Whatever the case may be, the official statement coming from Islamabad announced reopening of supply routes, and claimed that United States had apologized for killing 24 troops in an attack on Salala check-post on November 26, 2011. The decision was taken in the Defence Committee of the Cabinet (DCC) which met under the chairmanship of the Prime Minister. It is pertinent to mention here that as such the NATO supplies have not resumed till date, and not even a single consignment has moved toward Afghanistan. However, the Defence of Pakistan Council (DPC), an alliance of religious-political groups, has already chalked out a plan to resist resumption of NATO supplies.
In another development, former US Army Vice Chief of Staff General Jack Keane stressed before Congressional Committee that Washington should take the option of Pakistani supply route off the table.
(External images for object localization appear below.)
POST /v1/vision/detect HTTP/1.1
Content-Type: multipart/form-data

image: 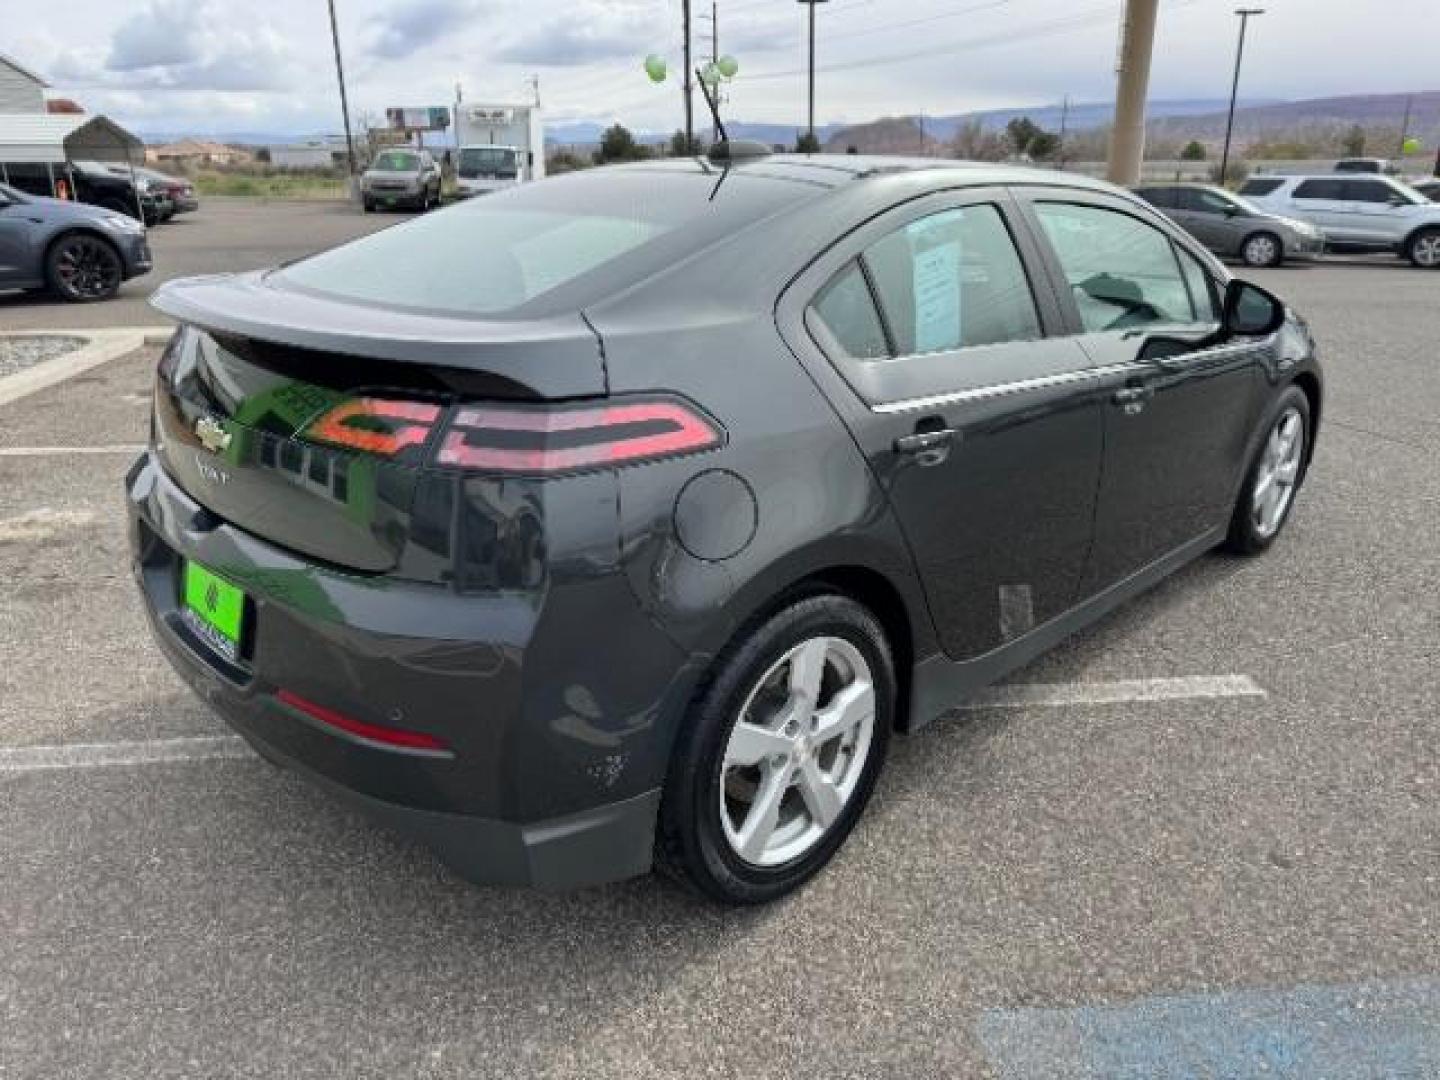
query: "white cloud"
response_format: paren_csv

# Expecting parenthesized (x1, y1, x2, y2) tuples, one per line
(366, 0, 489, 60)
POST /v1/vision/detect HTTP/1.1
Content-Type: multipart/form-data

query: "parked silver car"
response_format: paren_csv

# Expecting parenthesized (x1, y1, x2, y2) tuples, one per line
(1133, 183, 1325, 267)
(360, 148, 442, 212)
(1239, 174, 1440, 268)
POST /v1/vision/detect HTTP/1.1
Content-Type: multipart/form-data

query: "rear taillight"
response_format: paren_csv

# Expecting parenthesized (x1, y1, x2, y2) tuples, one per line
(276, 689, 451, 754)
(303, 398, 442, 457)
(298, 394, 722, 476)
(437, 399, 722, 474)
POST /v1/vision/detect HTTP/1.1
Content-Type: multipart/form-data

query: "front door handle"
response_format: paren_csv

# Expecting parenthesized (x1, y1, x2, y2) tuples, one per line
(895, 424, 957, 466)
(1113, 385, 1155, 415)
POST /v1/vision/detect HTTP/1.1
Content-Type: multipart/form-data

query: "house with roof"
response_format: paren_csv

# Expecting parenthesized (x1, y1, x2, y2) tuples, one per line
(0, 52, 49, 113)
(147, 139, 252, 167)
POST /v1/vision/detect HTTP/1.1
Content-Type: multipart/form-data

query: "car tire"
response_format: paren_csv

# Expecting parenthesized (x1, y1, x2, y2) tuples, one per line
(1240, 231, 1283, 268)
(1224, 386, 1312, 555)
(1405, 228, 1440, 269)
(362, 198, 375, 213)
(45, 232, 124, 303)
(655, 593, 894, 905)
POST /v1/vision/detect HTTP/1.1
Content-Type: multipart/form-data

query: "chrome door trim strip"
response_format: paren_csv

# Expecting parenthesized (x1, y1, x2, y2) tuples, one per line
(872, 363, 1137, 415)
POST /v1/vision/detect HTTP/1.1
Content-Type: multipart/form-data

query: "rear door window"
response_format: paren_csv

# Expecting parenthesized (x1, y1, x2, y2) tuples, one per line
(1240, 178, 1285, 197)
(861, 205, 1042, 356)
(1033, 202, 1198, 332)
(1293, 179, 1345, 200)
(1136, 187, 1177, 210)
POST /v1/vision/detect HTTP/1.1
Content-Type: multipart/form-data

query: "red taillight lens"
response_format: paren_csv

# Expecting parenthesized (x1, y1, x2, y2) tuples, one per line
(436, 398, 722, 474)
(276, 689, 451, 754)
(303, 398, 442, 457)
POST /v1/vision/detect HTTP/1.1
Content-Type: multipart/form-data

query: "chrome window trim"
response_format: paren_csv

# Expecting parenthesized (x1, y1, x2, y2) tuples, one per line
(872, 362, 1137, 415)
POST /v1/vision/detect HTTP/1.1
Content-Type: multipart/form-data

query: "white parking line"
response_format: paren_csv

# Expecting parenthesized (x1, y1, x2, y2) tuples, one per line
(0, 445, 146, 457)
(957, 675, 1266, 710)
(0, 736, 252, 774)
(0, 678, 1265, 774)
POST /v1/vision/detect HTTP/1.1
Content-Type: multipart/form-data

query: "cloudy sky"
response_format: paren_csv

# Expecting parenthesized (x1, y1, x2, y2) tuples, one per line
(9, 0, 1437, 138)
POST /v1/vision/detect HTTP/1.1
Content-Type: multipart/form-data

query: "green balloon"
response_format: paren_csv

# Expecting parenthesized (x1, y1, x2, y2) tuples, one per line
(1402, 137, 1422, 155)
(716, 55, 739, 79)
(644, 54, 667, 83)
(700, 61, 722, 88)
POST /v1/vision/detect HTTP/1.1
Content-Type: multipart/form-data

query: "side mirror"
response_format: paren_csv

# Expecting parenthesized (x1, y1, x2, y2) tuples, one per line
(1223, 280, 1286, 337)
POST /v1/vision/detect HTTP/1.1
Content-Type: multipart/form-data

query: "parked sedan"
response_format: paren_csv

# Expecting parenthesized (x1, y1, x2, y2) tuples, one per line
(0, 182, 152, 300)
(108, 165, 198, 213)
(1134, 183, 1325, 266)
(132, 155, 1321, 904)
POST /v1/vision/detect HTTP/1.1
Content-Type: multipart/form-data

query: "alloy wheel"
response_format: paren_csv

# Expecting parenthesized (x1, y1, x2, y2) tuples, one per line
(53, 237, 122, 300)
(1251, 406, 1305, 539)
(1412, 233, 1440, 268)
(719, 636, 876, 867)
(1244, 234, 1279, 267)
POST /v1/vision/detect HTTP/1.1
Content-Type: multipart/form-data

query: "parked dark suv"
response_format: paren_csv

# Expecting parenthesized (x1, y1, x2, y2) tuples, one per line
(129, 155, 1321, 904)
(3, 159, 167, 224)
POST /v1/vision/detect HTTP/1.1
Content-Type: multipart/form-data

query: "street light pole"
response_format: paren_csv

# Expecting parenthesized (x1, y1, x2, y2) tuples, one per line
(326, 0, 358, 183)
(1219, 8, 1264, 187)
(797, 0, 830, 148)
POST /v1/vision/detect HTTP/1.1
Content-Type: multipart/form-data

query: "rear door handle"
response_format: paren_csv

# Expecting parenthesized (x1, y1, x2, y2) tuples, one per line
(1113, 385, 1155, 415)
(894, 425, 957, 466)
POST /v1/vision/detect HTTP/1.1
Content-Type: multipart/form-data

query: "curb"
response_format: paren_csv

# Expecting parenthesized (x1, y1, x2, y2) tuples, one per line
(0, 329, 159, 409)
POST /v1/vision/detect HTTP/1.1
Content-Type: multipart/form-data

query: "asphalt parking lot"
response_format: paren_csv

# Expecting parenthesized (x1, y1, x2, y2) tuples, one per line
(2, 202, 1439, 1078)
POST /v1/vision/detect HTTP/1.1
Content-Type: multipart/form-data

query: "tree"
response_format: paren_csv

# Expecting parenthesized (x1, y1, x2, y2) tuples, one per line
(1027, 131, 1061, 161)
(547, 150, 591, 175)
(1005, 117, 1043, 157)
(1342, 124, 1367, 157)
(669, 130, 702, 157)
(1180, 140, 1207, 161)
(951, 117, 1008, 162)
(596, 123, 651, 164)
(795, 131, 822, 154)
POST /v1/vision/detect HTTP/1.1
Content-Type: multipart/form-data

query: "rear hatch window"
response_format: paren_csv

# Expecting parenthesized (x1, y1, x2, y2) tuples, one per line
(276, 166, 815, 319)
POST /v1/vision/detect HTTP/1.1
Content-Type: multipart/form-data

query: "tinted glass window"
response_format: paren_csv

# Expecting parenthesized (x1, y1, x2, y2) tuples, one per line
(1240, 177, 1285, 196)
(810, 262, 889, 360)
(1294, 178, 1345, 200)
(861, 205, 1041, 356)
(279, 169, 812, 317)
(1344, 179, 1402, 204)
(1035, 202, 1196, 333)
(1177, 248, 1219, 323)
(1186, 189, 1240, 215)
(1136, 187, 1177, 209)
(459, 147, 519, 178)
(373, 151, 420, 171)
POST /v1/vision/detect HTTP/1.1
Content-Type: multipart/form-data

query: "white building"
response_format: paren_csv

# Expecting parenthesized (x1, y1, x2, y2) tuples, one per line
(268, 138, 349, 169)
(0, 52, 49, 114)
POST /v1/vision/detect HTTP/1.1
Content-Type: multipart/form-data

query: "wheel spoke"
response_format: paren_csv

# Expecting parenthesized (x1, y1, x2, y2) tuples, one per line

He said: “We could actually take the issue off the table in my judgment in terms of our relationship with Pakistan on this issue because we do have alternatives. And most dramatically, our force size is coming down rather significantly, and therefore there's less requirement."
Michael O'Hanlon, Director of Research, Senior Fellow and Chair at Brookings Institute's Foreign Policy Programme, said: "I'm not saying cut off all aid to the state in Pakistan. I think we should certainly continue to fund civil society in Pakistan in an alternative to the military and ISI-dominated foreign and national security policy they pursue…”
There is no doubt that US and allies have already withdrawn bulk of their forces last year after the humiliating defeat at the hands of Mujahideen of Afghanistan and Pakistan. US Army General Jack Keane has rightly highlighted that US’ forces size is coming down rather significantly, and therefore there's less requirement of NATO supplies through Pakistan, but the western conspiracy to arm civilians in Pakistan and Afghanistan is a matter of concern.
Pakistan must investigate the matter of missing containers as well as those piled up near Pakistani ports. The law-enforcement agencies must take action against the illegal automatic weapons in Pakistan as well as lethal equipment distributed by US and India among civilians in Pakistan and Afghanistan on the pretext of NATO supplies. Unless we are control NATO-sponsored weaponization of major cities in Pakistan and Afghanistan, peace would not be ale to be restored in cities like Karachi, Gilgit and Quetta.